Das genügt auch schon, wenn man den Verbinder in einem Objektlager zur Verfügung stellt, weil die Verbinder dann Kopien des Prototyps sind und sich daher ihre 'führeÜbergangAus'-Skripte unterscheiden dürfen. Der Schüler holt sich einen Verbinder aus dem Objektlager, legt den Wert für den Auslöser fest und programmiert das Skript für die ausgelösten Aktionen.
In meinem Beispiel bin ich beim letzten Schritt anders vorgegangen, weil der bequemste Weg zu Verbindern über einen Verbinder-Knopf geht. Die erzeugten Verbinder sind dann aber Geschwister, teilen also ihre Skripte und können sich nur in ihren Variablenwerten unterscheiden. Daher haben die Verbinder bei mir eine Variable 'zuSteuerndesObjekt' und eine Variable 'auszulösendesSkript'. Diese beiden Variablenwerte muß der Schüler setzen. An sich die schlechtere, da unflexiblere Lösung - nur *ein* Skript *eines* Objektes kann aufgerufen werden. Vielleicht baue ich das auch noch um, aber mir hat der Morph-Knopf so gefallen.

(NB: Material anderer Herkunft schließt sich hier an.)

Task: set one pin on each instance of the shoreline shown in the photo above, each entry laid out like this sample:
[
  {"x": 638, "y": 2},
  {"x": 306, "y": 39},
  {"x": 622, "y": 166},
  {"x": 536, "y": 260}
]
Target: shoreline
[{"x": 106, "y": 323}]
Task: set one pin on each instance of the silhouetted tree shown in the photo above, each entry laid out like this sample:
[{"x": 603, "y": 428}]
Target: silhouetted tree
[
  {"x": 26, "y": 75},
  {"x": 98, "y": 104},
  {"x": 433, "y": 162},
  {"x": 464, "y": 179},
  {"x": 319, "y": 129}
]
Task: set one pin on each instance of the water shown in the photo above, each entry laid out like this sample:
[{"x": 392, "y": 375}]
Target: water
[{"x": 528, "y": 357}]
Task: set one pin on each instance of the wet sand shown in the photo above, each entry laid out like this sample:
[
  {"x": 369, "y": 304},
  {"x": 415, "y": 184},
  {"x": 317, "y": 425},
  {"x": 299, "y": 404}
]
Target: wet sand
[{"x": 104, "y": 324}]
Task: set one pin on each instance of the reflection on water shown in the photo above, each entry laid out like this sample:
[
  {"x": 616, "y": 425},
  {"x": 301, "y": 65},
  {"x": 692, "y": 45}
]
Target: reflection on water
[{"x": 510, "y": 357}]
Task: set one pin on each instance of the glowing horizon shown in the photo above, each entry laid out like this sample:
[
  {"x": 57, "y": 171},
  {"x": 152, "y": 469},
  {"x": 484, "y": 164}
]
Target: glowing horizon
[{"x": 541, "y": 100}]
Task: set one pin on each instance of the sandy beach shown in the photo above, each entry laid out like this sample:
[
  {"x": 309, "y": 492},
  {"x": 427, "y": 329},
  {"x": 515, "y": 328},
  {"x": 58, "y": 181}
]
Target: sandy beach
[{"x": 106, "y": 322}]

Wer es weniger informatisch-abstrakt mag: Bei Physik-Simulationen könnten Verbinder einfach zu bedienende Repräsentanten für Kräfte sein. Sie kennen ihre eigene Geometrie sowie mit Quelle und Ziel die beiden Reaktionspartner. Abhängig von der Art der zu simulierenden Kraft würde der Verbinder aus Attributen von Quelle und Ziel (z.B. deren Massen und Positionen) und ggf. seiner eigenen Geometrie oder eigenen Attributen (etwa seiner Federhärte) die Kraft (die ja auf Quelle und Ziel wirkt) berechnen und sich die Körper dann nur noch um ihre eigenen Eigenschaften wie die Beschleunigung kümmern. Zum Experimentieren könnte man so einen Verbinder dann einfach mit der Maus (wie Federn) zwischen verschiedene Massenobjekte hängen und könnte das unterschiedliche Verhalten der Objekte beobachten. Weil Verbinder Quelle und Ziel kennen, sind die Namen der Objekte unerheblich. Der Schüler muß nichts umprogrammieren/Kacheln austauschen, sondern einfach nur den Verbinder umhängen.